Figuring Out What Supps to Take

Current 118-120lb
height 5.3"

in season for rugby 2x practice a week 1 game per week
3 lifting days only 1 heavy lift per lifting day

currently taking 40 grams whey protein
1,400mg fish oil
Jack3d before lifts

looking to supplement better, didn’t know if anyone out there could lend me their suggestions. thanks!

It’s really going to come down to what the rest of your diet looks like. If you’re not getting adequate protein each day, my initial suggestions would be shakes and bars so that you hit a decent amount of macros daily.

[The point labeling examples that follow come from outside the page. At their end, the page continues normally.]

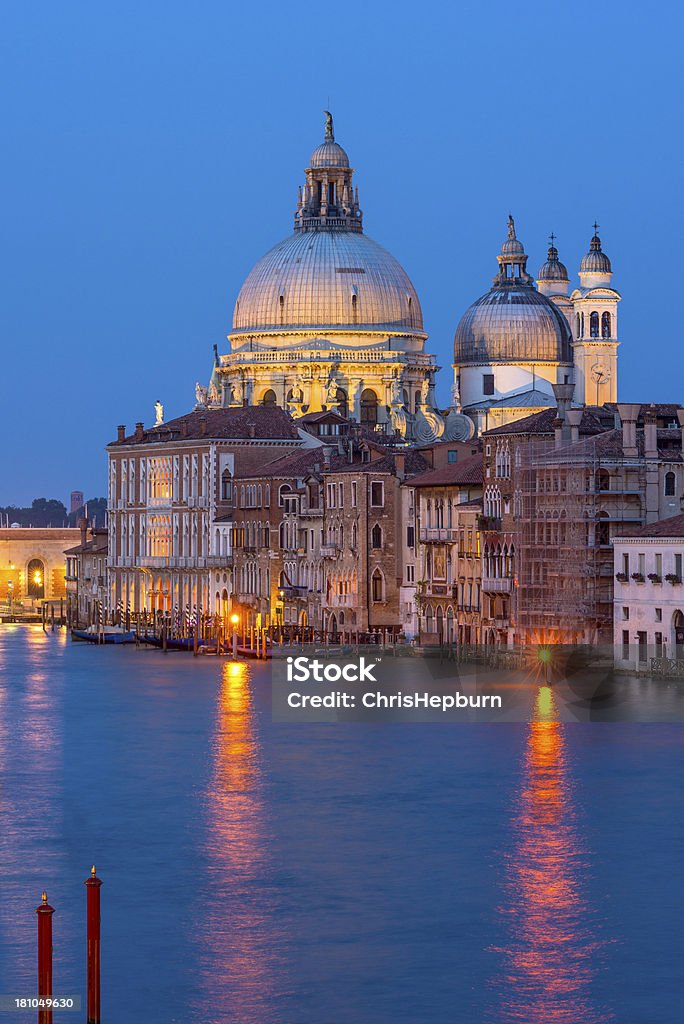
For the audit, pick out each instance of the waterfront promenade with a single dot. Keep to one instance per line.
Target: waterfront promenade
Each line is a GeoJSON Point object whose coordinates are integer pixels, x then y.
{"type": "Point", "coordinates": [270, 873]}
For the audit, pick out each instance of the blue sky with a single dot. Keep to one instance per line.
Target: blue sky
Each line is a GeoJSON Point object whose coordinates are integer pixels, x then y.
{"type": "Point", "coordinates": [153, 153]}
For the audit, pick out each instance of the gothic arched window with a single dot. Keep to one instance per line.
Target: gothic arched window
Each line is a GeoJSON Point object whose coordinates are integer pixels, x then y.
{"type": "Point", "coordinates": [369, 408]}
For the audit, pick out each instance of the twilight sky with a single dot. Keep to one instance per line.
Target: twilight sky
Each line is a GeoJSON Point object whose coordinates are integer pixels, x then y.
{"type": "Point", "coordinates": [153, 153]}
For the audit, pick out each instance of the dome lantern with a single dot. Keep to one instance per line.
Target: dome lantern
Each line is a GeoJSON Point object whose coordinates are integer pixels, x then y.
{"type": "Point", "coordinates": [329, 200]}
{"type": "Point", "coordinates": [552, 278]}
{"type": "Point", "coordinates": [596, 262]}
{"type": "Point", "coordinates": [512, 259]}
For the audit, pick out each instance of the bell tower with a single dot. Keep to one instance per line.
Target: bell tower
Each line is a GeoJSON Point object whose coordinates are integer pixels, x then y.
{"type": "Point", "coordinates": [594, 325]}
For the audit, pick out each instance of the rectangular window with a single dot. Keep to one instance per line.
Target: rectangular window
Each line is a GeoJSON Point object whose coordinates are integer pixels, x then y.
{"type": "Point", "coordinates": [641, 638]}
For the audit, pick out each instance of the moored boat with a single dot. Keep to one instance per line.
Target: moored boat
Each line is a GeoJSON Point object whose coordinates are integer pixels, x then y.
{"type": "Point", "coordinates": [110, 634]}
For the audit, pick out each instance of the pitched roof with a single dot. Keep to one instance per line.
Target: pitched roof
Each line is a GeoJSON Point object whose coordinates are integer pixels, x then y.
{"type": "Point", "coordinates": [673, 526]}
{"type": "Point", "coordinates": [468, 471]}
{"type": "Point", "coordinates": [248, 423]}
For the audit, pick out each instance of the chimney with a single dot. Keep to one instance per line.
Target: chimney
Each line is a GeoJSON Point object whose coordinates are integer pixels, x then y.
{"type": "Point", "coordinates": [573, 418]}
{"type": "Point", "coordinates": [650, 434]}
{"type": "Point", "coordinates": [628, 417]}
{"type": "Point", "coordinates": [563, 395]}
{"type": "Point", "coordinates": [680, 417]}
{"type": "Point", "coordinates": [558, 431]}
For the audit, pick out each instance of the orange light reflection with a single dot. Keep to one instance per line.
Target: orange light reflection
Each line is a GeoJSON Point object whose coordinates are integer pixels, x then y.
{"type": "Point", "coordinates": [550, 963]}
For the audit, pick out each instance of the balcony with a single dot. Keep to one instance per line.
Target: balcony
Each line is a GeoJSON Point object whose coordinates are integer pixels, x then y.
{"type": "Point", "coordinates": [218, 561]}
{"type": "Point", "coordinates": [500, 585]}
{"type": "Point", "coordinates": [438, 535]}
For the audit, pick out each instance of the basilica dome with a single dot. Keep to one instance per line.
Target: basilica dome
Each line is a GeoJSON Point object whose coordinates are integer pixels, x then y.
{"type": "Point", "coordinates": [328, 276]}
{"type": "Point", "coordinates": [513, 323]}
{"type": "Point", "coordinates": [328, 281]}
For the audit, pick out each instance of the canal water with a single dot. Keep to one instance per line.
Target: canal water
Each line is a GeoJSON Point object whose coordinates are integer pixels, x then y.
{"type": "Point", "coordinates": [346, 873]}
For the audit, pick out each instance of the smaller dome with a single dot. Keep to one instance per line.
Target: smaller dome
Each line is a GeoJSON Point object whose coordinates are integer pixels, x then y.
{"type": "Point", "coordinates": [553, 269]}
{"type": "Point", "coordinates": [329, 154]}
{"type": "Point", "coordinates": [596, 260]}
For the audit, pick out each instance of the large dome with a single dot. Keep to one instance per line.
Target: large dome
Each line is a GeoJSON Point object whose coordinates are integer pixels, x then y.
{"type": "Point", "coordinates": [512, 324]}
{"type": "Point", "coordinates": [323, 281]}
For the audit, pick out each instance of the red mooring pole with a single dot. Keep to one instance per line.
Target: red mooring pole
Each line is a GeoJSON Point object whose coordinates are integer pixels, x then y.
{"type": "Point", "coordinates": [92, 886]}
{"type": "Point", "coordinates": [44, 912]}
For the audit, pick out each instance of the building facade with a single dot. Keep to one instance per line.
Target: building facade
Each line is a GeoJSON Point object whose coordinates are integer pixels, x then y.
{"type": "Point", "coordinates": [648, 620]}
{"type": "Point", "coordinates": [33, 566]}
{"type": "Point", "coordinates": [172, 492]}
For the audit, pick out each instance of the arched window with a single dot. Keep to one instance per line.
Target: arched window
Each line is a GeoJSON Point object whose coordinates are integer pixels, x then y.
{"type": "Point", "coordinates": [602, 529]}
{"type": "Point", "coordinates": [342, 399]}
{"type": "Point", "coordinates": [285, 489]}
{"type": "Point", "coordinates": [602, 479]}
{"type": "Point", "coordinates": [369, 408]}
{"type": "Point", "coordinates": [36, 579]}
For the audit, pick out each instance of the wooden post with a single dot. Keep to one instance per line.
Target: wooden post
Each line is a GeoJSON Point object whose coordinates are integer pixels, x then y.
{"type": "Point", "coordinates": [44, 912]}
{"type": "Point", "coordinates": [92, 937]}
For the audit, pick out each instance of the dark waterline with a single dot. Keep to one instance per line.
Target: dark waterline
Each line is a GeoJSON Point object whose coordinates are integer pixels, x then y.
{"type": "Point", "coordinates": [349, 873]}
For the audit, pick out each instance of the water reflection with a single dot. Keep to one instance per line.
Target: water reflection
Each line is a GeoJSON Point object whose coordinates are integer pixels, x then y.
{"type": "Point", "coordinates": [238, 933]}
{"type": "Point", "coordinates": [550, 962]}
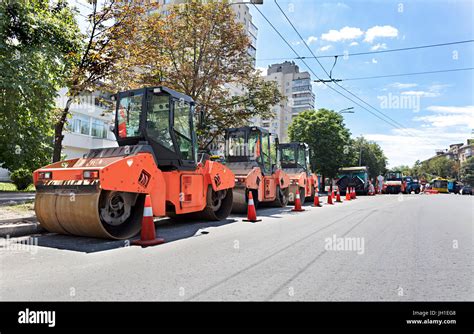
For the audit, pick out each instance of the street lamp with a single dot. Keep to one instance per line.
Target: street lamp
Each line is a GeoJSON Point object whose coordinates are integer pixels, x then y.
{"type": "Point", "coordinates": [346, 111]}
{"type": "Point", "coordinates": [251, 2]}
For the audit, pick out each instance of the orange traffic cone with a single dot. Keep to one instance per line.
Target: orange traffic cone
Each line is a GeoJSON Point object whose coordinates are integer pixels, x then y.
{"type": "Point", "coordinates": [148, 234]}
{"type": "Point", "coordinates": [338, 196]}
{"type": "Point", "coordinates": [251, 212]}
{"type": "Point", "coordinates": [316, 200]}
{"type": "Point", "coordinates": [297, 201]}
{"type": "Point", "coordinates": [330, 198]}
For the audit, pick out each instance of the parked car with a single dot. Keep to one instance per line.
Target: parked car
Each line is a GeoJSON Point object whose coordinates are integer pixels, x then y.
{"type": "Point", "coordinates": [412, 184]}
{"type": "Point", "coordinates": [466, 190]}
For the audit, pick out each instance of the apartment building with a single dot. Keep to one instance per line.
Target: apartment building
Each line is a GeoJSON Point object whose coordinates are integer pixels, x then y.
{"type": "Point", "coordinates": [296, 87]}
{"type": "Point", "coordinates": [89, 125]}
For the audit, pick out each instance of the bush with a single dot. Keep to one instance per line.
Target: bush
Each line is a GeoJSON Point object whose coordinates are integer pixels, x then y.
{"type": "Point", "coordinates": [22, 178]}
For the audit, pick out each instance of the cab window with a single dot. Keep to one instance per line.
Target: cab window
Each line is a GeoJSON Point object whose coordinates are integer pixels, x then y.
{"type": "Point", "coordinates": [235, 144]}
{"type": "Point", "coordinates": [267, 162]}
{"type": "Point", "coordinates": [182, 128]}
{"type": "Point", "coordinates": [301, 157]}
{"type": "Point", "coordinates": [158, 120]}
{"type": "Point", "coordinates": [129, 110]}
{"type": "Point", "coordinates": [254, 146]}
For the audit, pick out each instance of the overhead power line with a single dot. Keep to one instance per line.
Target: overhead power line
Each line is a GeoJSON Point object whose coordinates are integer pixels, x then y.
{"type": "Point", "coordinates": [409, 74]}
{"type": "Point", "coordinates": [303, 61]}
{"type": "Point", "coordinates": [374, 52]}
{"type": "Point", "coordinates": [391, 121]}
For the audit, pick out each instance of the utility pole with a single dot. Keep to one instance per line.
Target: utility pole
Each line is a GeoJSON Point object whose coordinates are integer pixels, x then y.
{"type": "Point", "coordinates": [328, 80]}
{"type": "Point", "coordinates": [346, 111]}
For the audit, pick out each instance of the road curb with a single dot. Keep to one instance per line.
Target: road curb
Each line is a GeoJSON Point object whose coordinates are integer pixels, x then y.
{"type": "Point", "coordinates": [18, 228]}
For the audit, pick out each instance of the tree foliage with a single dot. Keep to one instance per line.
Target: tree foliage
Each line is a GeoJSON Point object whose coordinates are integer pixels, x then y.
{"type": "Point", "coordinates": [38, 43]}
{"type": "Point", "coordinates": [327, 136]}
{"type": "Point", "coordinates": [198, 48]}
{"type": "Point", "coordinates": [370, 154]}
{"type": "Point", "coordinates": [110, 22]}
{"type": "Point", "coordinates": [467, 171]}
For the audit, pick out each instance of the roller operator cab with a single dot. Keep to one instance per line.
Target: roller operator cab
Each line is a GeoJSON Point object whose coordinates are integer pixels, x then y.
{"type": "Point", "coordinates": [294, 159]}
{"type": "Point", "coordinates": [394, 183]}
{"type": "Point", "coordinates": [356, 177]}
{"type": "Point", "coordinates": [252, 154]}
{"type": "Point", "coordinates": [103, 193]}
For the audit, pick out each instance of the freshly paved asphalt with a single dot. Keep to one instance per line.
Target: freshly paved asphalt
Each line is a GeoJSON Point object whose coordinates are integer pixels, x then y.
{"type": "Point", "coordinates": [393, 247]}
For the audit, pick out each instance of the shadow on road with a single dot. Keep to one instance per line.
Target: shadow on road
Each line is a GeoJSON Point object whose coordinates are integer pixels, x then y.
{"type": "Point", "coordinates": [169, 229]}
{"type": "Point", "coordinates": [165, 228]}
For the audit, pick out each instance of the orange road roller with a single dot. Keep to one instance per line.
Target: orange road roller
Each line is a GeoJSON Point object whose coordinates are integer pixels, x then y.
{"type": "Point", "coordinates": [294, 159]}
{"type": "Point", "coordinates": [102, 194]}
{"type": "Point", "coordinates": [252, 154]}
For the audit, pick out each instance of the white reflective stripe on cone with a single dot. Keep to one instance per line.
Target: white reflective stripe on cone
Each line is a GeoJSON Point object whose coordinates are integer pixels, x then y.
{"type": "Point", "coordinates": [147, 212]}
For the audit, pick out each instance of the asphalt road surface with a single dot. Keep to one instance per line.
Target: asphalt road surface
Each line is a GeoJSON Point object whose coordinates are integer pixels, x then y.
{"type": "Point", "coordinates": [387, 247]}
{"type": "Point", "coordinates": [15, 197]}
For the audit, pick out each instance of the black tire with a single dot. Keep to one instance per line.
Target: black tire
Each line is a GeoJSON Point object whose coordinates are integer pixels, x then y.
{"type": "Point", "coordinates": [213, 210]}
{"type": "Point", "coordinates": [254, 195]}
{"type": "Point", "coordinates": [282, 197]}
{"type": "Point", "coordinates": [302, 195]}
{"type": "Point", "coordinates": [313, 193]}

The fish oils are a must have in my book, so it’s good that you’re including those. After protein and Omega3s, I’d go with BCAAs, possibly creatine or beta alanine, as well as a decent mineral program (this helped me a lot). Not so much a fan of the pre-workout stimulants though, but if it helps you, then keep it.

S

^ What Stu said. If you can give an idea of our daily food intake that would help a lot. I’m also a fan of simple carbs and some BCAA’s pre workout as opposed to the stimulants.

What you do in training should be similar to the field, in my opinion . So best to skip the pre workout stims, unless you are using them pre-game as well. And if you are then make sure you are not using them any other time. Targeted use gets a better effect for performance in my observation.

Yup save the jacked for big games. Also look into getting a greens supp and any of the Anaconda Protocol products

I agree with whats been said so far…definitely take vitamin D3 at least 1000-2000 IU per day. Also since you’re a rugby player I’d strongly recommend creatine not only for strength purposes but because it’s been shown to aid in protection of the brain when it comes to concussions. And Stu said minerals which is good advice so you could go with something like elitepro or zma and I’d recommend extra calcium if you don’t eat a lot of dairy.

Creatine and fish oil are the only supplements I can recommend with a straight face. Everything else I get from real food. (would ditch the fish oil too if I ate fish, but I fucking hate fish).

What stu said. I’ve found going down to bare minimal works well: Sort the protein/fish oil, then vitamin D, then beta alanine/bcaa/eaa if you can work them into your budget.

As far as creatine goes, don’t get creatine ethyl ester. It was cheap but tastes awful and ruins any shake I put it in… Going back to Biotest creatine once I run out.